How wonderful that black people could forgive a white man for something so awful! Only later, when I heard of black people forgiving and hugging a white Dallas policewoman who had mistakenly entered a black man’s apartment and shot him, did I begin to wonder, why always black people forgiving white attackers? This issue has been masterfully discussed by Isabel Wilkerson in her book, Caste (chapter 22). She does not condemn those who forgave white oppressors; forgiveness helps those who forgive.  Yes, it’s nuanced, but something is wrong here.

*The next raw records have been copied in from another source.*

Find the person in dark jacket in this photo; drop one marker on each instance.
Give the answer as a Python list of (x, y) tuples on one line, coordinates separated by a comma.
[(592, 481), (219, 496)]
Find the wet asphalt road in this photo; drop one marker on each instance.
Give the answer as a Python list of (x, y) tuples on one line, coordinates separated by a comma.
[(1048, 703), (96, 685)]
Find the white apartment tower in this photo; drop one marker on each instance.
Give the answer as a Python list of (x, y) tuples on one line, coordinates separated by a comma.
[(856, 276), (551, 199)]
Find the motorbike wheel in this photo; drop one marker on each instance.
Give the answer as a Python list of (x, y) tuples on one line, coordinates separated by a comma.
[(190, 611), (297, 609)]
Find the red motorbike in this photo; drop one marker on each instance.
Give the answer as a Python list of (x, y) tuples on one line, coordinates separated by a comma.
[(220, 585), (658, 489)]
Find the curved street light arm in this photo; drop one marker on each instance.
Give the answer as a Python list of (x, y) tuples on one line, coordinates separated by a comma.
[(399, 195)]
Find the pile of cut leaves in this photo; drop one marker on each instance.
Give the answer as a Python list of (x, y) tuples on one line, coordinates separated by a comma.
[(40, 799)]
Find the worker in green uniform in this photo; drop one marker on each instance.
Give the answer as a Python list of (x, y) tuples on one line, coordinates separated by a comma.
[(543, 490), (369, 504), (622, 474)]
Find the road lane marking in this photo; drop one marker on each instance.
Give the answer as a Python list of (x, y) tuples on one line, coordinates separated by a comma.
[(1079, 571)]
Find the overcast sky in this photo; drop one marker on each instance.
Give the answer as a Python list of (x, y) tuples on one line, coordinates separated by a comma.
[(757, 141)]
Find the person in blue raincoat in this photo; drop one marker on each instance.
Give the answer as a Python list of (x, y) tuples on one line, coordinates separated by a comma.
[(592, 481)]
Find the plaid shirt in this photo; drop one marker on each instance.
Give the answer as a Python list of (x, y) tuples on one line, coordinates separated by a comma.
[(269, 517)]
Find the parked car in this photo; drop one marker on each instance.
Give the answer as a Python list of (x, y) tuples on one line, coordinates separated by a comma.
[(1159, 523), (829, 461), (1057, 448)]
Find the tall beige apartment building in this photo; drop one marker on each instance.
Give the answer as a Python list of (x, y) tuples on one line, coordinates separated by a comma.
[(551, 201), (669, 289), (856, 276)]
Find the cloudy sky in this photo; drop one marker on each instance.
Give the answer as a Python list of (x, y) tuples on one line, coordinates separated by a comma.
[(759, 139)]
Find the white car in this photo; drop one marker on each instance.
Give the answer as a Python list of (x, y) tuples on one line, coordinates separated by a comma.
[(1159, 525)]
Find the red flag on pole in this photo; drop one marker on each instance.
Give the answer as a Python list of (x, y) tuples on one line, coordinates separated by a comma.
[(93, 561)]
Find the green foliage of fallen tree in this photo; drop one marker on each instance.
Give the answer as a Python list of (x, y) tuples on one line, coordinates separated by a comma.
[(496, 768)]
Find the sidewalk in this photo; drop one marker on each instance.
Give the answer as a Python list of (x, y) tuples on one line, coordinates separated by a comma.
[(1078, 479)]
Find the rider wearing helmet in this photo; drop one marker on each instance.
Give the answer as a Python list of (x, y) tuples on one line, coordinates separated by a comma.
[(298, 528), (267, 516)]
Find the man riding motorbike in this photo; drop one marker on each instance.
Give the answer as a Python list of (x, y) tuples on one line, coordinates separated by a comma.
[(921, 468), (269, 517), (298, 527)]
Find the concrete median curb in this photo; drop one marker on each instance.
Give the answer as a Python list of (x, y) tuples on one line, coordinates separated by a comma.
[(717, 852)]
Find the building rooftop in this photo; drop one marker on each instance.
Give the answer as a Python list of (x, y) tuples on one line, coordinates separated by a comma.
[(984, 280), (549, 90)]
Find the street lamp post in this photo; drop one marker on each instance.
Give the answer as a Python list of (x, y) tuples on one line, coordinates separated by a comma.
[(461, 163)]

Pope John Paul II is an exception. A Turkish criminal shot him in 1981, causing severe abdominal injuries requiring multiple operations and a long hospitalization. The shooter was sentenced to life in prison. The Pope visited him in prison in 1983, talked and prayed with him. Afterwards, the Pope stayed in contact with his family and in 2000 requested that he be released from prison, which he was.  The Pope ignored caste boundaries; he didn’t need revenge.

As a privileged white man, I have no attacks to forgive. I insist that all races be treated fairly by our police and courts. This doesn’t happen today. Elijah McClain of Aurora, CO was walking home, was grabbed and choked by three policemen and given an excessive dose of a sedative by paramedics.  He never woke up. Why was he grabbed? He was unarmed, but “he looked suspicious”. Daniel Prude’s family called 911 for help with his agitation. Rochester, NY police put a hood over his head and forced his face into the pavement.  He died of asphyxiation, but his family didn’t know the facts until they got records from a public records request. The LAPD shot and killed Dijon Kizzee after stopping him for an unspecified bicycle violation this September.

We whites must change the system. Police brutality is too common. I know that white privilege is real; I believe that most people, including me, have a racist side- I’ve heard racist ideas from white, black and brown friends.